Quote:This is still the best VSD algo I know, nothing I've ever read seems better. Or am I wrong?
It totally depends on the situation. If you're rendering a static low-polygon scene and you have access to the BSP, it can be very efficient. But for other conditions this approach either just doesn't work or shows a bad worst-case behavior. Furthermore, if I'm not mistaken this doesn't work with intersecting polygons.
Quote:Hierarchical Z-Buffers looks like a very inefficient solution to me, acceptable only for hardware rendering.
It's not inefficient at all, in its context. It reduces bandwidth significantly, and avoids the rendering of whole tiles of pixels.
So if hierarchical z-buffers are so perfect for hardware rendering, why doesn't it apply to software rendering? Well, first of all, there's a totally different balance between processing power and bandwidth. On a CPU, for every 32-bit of bandwith you only have about 1.5 clock cycles to do your processing. So any attempt at reducing bandwidth is rather futile; you're processing limited, so just use the damn bandwidth. On a GPU, you're sharing the bandwidth with tens of processing units. So if you don't limit bandwidth usage, many of those units won't recieve any data and your expensive hardware can use only a fraction of its processing power. Secondly, on a CPU you do have the ability to pull pixels 'out of the pipeline'. By doing the z-test early you can skip that pixel if it's hidden, and start processing the next pixel right away. In hardware, pixel processing is 'all or nothing'. Once pixels enter the pipeline, you can't pull them out again. You can only make decisions on batches (tiles) of pixels. So it's natural to use at least one layer of hierarchical z-buffer to perform the z-test for a whole tile before it enters the pixel pipeline.

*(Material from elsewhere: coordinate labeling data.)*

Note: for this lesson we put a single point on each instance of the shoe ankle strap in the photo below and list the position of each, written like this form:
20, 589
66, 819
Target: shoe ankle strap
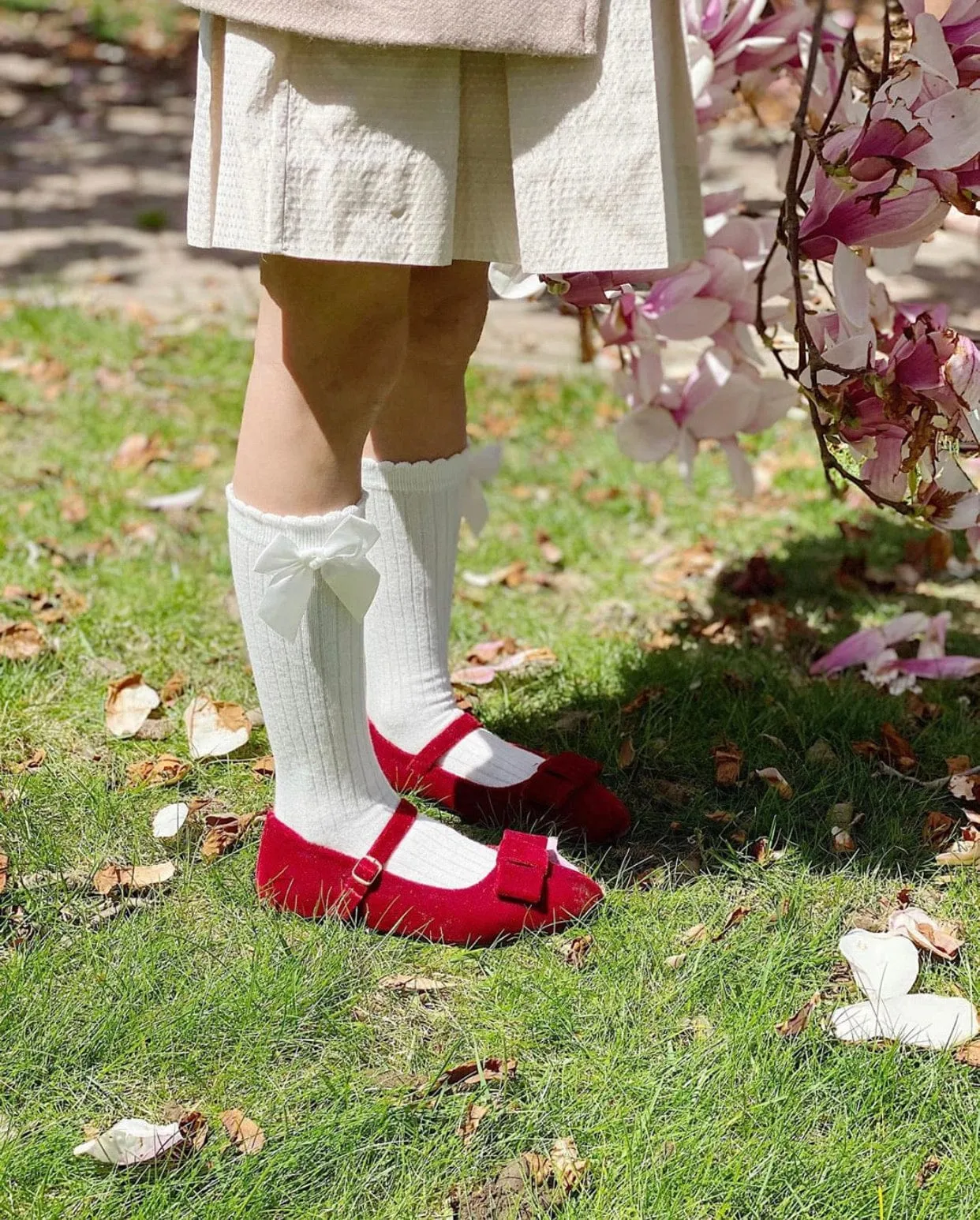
453, 733
368, 869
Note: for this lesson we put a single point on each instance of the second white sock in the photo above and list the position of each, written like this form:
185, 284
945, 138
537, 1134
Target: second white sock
417, 507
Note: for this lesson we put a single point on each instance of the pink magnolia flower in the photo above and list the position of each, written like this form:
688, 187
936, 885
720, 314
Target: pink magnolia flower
716, 402
874, 648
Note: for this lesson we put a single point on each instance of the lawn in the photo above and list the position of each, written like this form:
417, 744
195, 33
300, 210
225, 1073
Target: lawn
670, 1077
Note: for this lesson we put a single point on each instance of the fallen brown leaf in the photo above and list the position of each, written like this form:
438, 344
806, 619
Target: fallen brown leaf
247, 1136
160, 771
127, 705
172, 688
417, 983
728, 764
132, 878
897, 750
32, 763
576, 951
937, 827
223, 831
20, 641
969, 1054
466, 1077
137, 451
799, 1020
928, 1170
775, 779
471, 1121
214, 728
734, 920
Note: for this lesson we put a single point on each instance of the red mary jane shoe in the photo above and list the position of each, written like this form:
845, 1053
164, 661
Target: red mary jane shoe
529, 889
564, 790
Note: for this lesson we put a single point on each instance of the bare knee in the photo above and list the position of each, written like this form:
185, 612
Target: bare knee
447, 312
339, 331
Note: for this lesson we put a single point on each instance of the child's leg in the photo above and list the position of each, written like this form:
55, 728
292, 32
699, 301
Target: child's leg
414, 496
330, 346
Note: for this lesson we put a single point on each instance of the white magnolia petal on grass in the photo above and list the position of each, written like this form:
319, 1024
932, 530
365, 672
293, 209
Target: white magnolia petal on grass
176, 500
132, 1142
649, 433
169, 820
884, 967
740, 469
129, 704
215, 728
933, 1023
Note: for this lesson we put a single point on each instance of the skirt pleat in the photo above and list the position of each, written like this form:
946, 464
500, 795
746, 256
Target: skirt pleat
415, 156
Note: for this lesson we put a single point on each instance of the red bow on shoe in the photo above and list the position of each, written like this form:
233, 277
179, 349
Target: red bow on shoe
522, 866
558, 779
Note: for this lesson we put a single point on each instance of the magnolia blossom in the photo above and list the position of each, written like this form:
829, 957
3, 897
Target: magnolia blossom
716, 402
875, 649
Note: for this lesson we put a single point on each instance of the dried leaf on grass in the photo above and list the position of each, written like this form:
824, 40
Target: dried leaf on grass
928, 1170
937, 827
132, 878
926, 932
129, 704
799, 1020
247, 1136
160, 771
172, 688
417, 983
966, 849
527, 1186
215, 728
728, 764
575, 952
734, 920
223, 831
21, 641
775, 779
466, 1077
471, 1121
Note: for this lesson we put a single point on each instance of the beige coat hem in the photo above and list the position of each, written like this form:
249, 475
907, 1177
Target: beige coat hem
518, 27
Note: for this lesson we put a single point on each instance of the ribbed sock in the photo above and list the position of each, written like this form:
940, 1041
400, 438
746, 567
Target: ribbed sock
417, 507
330, 788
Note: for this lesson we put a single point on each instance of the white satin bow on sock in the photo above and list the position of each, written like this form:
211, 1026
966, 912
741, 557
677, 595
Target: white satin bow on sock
341, 561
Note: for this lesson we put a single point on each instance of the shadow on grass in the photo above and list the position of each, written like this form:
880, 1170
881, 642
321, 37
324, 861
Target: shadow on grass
747, 683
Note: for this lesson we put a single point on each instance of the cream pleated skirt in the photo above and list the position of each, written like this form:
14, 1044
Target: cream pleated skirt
414, 156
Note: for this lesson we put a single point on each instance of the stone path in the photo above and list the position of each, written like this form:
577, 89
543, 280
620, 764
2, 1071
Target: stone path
93, 167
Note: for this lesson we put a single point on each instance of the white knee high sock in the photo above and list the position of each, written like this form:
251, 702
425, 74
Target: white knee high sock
328, 784
417, 507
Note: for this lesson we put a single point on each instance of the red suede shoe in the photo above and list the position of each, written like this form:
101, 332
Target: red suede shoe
530, 887
564, 790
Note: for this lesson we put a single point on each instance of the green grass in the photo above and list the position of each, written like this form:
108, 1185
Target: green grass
673, 1083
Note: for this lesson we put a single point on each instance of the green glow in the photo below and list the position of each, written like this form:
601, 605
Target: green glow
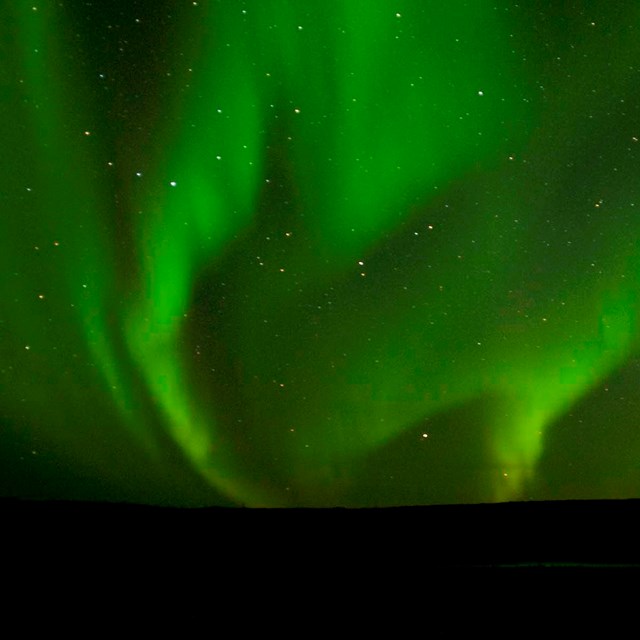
349, 222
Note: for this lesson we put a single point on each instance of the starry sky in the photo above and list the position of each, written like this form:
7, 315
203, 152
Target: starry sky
320, 252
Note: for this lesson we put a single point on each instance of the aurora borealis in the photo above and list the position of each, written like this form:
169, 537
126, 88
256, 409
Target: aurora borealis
319, 252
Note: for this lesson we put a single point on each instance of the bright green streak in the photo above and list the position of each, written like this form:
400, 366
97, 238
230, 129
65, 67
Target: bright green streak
380, 114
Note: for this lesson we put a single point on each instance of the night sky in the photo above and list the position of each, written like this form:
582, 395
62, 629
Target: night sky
319, 252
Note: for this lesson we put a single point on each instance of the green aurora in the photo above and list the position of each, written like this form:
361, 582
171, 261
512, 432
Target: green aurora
320, 252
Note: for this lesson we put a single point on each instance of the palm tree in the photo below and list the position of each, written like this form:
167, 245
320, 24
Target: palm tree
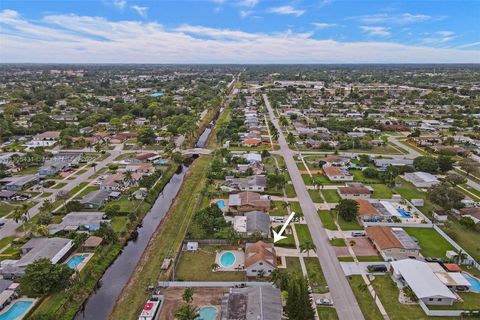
187, 312
307, 246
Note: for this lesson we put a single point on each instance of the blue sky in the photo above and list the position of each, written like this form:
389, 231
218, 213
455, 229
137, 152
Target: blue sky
240, 31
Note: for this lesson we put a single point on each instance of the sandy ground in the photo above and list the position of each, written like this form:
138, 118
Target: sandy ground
201, 297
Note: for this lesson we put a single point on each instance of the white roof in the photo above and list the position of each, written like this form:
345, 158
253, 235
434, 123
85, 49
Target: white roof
420, 277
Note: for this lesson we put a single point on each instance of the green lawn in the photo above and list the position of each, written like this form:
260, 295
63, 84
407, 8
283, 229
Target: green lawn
196, 266
362, 259
119, 223
303, 233
315, 195
432, 244
364, 299
293, 265
359, 177
468, 239
327, 313
338, 242
327, 220
381, 191
331, 195
388, 293
59, 185
315, 274
5, 209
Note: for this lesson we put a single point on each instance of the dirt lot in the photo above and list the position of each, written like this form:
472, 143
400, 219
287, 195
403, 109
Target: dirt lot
201, 297
363, 247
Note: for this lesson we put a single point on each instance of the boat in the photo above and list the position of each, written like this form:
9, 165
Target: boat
152, 307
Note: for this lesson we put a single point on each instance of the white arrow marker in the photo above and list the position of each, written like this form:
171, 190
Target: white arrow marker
278, 236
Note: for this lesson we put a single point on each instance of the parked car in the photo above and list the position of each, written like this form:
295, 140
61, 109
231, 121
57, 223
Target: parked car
358, 234
377, 268
324, 302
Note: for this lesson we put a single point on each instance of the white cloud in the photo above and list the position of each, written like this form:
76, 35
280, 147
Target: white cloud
142, 11
323, 25
287, 10
376, 31
119, 3
404, 18
249, 3
439, 37
85, 39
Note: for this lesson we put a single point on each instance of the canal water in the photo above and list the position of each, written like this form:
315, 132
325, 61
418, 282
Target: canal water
100, 303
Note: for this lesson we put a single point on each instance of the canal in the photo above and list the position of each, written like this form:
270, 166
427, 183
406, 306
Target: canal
102, 300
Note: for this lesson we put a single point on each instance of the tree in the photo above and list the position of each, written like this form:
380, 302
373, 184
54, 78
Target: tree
347, 209
426, 164
188, 295
42, 277
306, 246
146, 135
469, 166
291, 139
445, 163
187, 312
371, 173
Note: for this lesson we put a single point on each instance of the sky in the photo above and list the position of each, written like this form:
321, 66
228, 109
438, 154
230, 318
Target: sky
240, 31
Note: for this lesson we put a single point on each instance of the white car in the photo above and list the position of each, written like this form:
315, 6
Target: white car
323, 302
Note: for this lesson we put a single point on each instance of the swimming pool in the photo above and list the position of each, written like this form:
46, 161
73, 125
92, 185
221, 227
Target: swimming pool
74, 261
404, 213
221, 204
227, 259
473, 281
16, 310
207, 313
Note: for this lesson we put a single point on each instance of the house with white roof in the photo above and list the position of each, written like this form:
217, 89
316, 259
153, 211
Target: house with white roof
422, 280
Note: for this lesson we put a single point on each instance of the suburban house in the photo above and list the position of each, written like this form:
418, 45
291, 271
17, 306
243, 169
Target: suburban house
354, 192
46, 139
337, 174
251, 222
260, 257
88, 221
255, 183
252, 303
421, 179
53, 249
423, 282
248, 201
19, 183
95, 199
392, 243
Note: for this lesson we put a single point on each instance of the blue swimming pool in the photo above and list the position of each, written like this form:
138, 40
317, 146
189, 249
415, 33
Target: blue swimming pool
74, 261
16, 310
473, 281
207, 313
404, 213
227, 259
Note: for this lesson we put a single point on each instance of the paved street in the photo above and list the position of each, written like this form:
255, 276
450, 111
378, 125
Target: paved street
343, 297
9, 229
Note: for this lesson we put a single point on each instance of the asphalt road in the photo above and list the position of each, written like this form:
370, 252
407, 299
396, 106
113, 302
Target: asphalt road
342, 295
9, 229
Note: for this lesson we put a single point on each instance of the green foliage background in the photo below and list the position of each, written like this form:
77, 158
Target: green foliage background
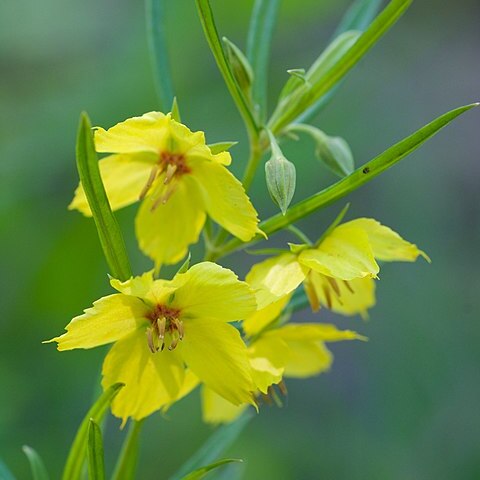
405, 405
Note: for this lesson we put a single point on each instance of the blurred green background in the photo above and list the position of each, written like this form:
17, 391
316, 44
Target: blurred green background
404, 405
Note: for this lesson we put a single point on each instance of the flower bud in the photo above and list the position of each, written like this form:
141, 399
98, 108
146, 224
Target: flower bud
281, 175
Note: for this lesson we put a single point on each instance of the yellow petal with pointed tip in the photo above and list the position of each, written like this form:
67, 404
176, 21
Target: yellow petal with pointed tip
275, 277
123, 176
307, 359
261, 318
313, 332
216, 354
208, 290
111, 318
268, 356
345, 254
355, 297
148, 133
165, 233
387, 245
215, 409
136, 286
225, 199
151, 380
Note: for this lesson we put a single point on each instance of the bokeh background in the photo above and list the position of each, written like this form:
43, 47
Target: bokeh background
404, 405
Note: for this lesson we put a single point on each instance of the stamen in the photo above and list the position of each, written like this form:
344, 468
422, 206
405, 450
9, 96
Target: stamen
349, 286
334, 285
328, 296
151, 179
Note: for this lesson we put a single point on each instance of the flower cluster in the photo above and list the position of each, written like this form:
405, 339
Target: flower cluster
169, 336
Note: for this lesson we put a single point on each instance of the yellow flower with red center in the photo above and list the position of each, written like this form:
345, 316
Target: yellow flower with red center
179, 180
159, 328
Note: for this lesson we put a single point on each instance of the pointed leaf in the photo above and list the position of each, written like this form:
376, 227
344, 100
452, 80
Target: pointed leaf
155, 17
108, 229
202, 471
218, 442
359, 177
259, 39
76, 457
39, 472
96, 463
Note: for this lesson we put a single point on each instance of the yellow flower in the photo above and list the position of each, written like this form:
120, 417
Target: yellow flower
189, 315
339, 272
288, 351
160, 161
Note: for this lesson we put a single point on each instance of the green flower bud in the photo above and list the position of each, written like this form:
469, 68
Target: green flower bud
281, 176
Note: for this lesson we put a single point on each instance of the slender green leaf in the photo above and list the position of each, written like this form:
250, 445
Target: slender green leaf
96, 462
127, 460
175, 110
259, 39
76, 457
39, 472
202, 471
359, 177
108, 229
387, 18
218, 442
155, 16
358, 17
221, 147
5, 473
211, 33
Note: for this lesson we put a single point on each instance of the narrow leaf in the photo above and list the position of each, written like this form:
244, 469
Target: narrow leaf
259, 40
202, 471
5, 473
155, 17
218, 442
176, 110
127, 460
211, 33
108, 229
78, 450
358, 17
387, 18
39, 472
96, 463
359, 177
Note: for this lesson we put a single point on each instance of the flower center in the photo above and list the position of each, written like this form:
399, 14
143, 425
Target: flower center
174, 165
164, 322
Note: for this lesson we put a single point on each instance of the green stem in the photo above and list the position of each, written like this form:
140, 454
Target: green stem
211, 33
350, 183
127, 460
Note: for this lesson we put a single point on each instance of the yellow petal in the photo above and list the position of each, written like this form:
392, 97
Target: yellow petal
216, 354
151, 380
345, 254
123, 176
208, 290
275, 276
111, 318
387, 245
215, 409
268, 356
307, 359
136, 286
355, 297
148, 133
225, 199
261, 318
165, 233
308, 332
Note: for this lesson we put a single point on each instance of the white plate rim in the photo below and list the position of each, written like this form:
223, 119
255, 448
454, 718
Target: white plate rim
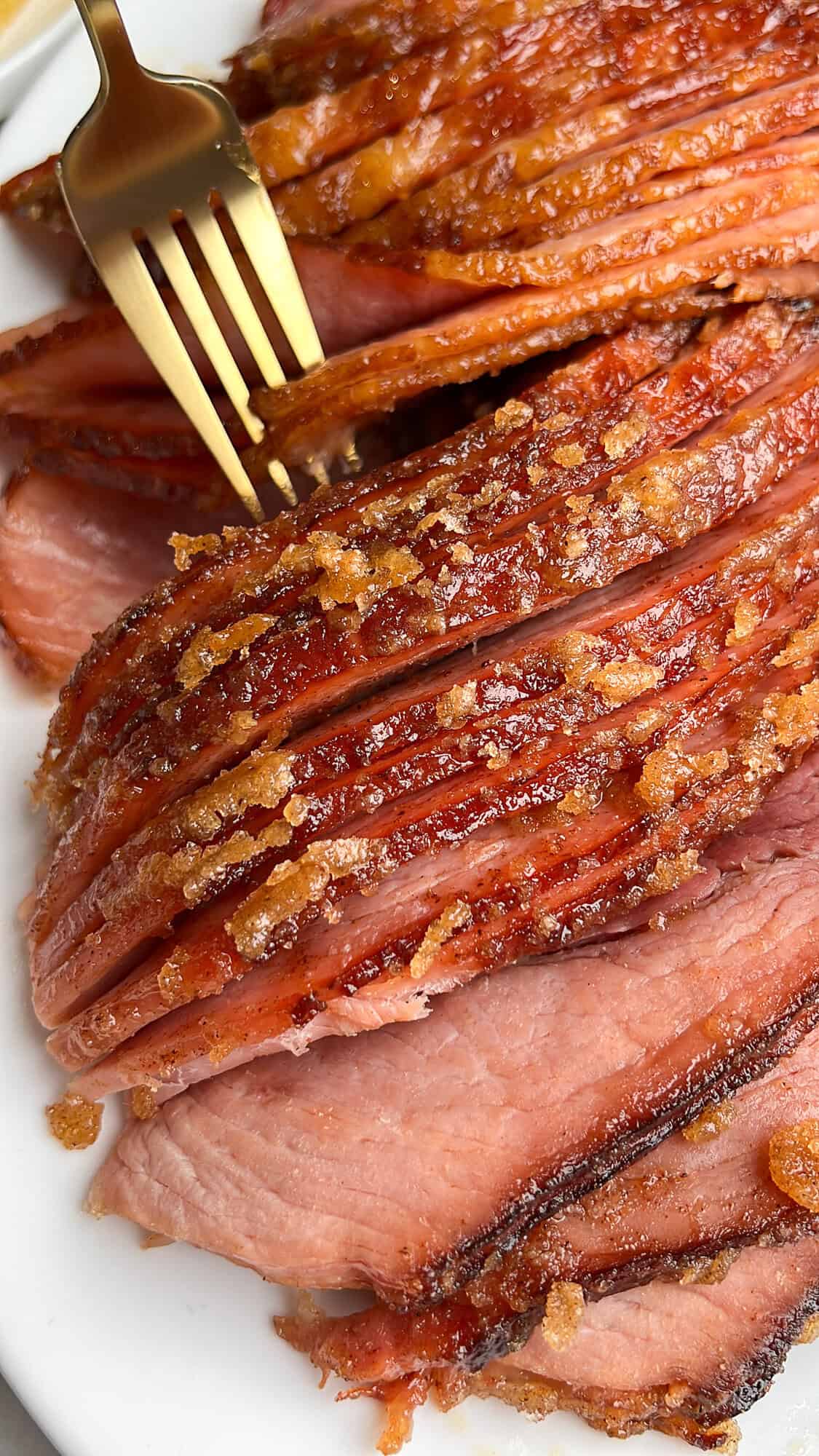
75, 1372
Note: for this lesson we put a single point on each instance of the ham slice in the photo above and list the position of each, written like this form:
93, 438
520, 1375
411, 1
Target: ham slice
675, 1211
684, 1361
420, 803
311, 1200
72, 558
512, 576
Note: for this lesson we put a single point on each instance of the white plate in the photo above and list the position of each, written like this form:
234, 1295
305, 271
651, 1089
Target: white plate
171, 1353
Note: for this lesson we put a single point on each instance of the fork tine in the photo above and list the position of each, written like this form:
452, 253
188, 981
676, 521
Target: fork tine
187, 288
260, 234
200, 317
232, 286
141, 304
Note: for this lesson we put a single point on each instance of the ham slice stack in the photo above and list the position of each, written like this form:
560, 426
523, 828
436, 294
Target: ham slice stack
436, 866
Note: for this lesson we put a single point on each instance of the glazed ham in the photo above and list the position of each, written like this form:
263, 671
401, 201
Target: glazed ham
503, 749
72, 558
739, 970
682, 1361
516, 138
423, 804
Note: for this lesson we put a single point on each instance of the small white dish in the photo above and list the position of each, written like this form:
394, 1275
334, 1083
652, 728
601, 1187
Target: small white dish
28, 44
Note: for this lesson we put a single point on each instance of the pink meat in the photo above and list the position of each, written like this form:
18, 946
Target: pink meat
404, 1155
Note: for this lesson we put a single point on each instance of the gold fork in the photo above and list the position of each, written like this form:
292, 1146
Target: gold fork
158, 149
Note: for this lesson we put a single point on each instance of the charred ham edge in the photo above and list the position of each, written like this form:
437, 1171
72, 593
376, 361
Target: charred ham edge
472, 807
513, 705
652, 232
665, 503
720, 1353
526, 91
506, 445
71, 558
509, 899
691, 1200
758, 940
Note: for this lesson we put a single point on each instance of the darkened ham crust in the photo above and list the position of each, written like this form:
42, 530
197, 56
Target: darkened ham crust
694, 1356
564, 1135
512, 574
669, 1215
515, 707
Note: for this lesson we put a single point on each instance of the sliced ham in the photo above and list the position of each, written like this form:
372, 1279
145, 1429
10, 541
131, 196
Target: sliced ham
688, 1202
72, 558
526, 91
493, 1131
682, 1361
411, 783
510, 577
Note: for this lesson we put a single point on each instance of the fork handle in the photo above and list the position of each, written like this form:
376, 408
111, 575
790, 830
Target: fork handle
110, 40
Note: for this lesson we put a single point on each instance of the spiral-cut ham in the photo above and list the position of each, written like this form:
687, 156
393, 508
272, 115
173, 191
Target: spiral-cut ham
681, 1206
682, 1361
526, 92
439, 736
519, 1096
394, 586
69, 561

So should we "stop thinking about too hardware specific stuff"? I don't think so. The choice of algorithm heavily depends on the architecture. On the other hand, "premature optimization is the root of all evil". So even if you think you know what's faster for the hardware you're working with, it's safer to implement the straightforward approach and get it fully functional first, then profile for the real bottlenecks, and only then start worrying about how to impove performance (if necessary). It's so situation dependent that any guesses without prior experience are almost always going to be wrong.
So, applying that to this thread's topic, I really advise clapton to first try the standard z-buffer. It's simple, quite efficient in most situations, and produces perfect results. After every other aspect of his application is finished, he can profile performance and determine whether the z-buffer is a bottleneck or not. If not, fantastic. If it is, see you all again in a few months... ;-)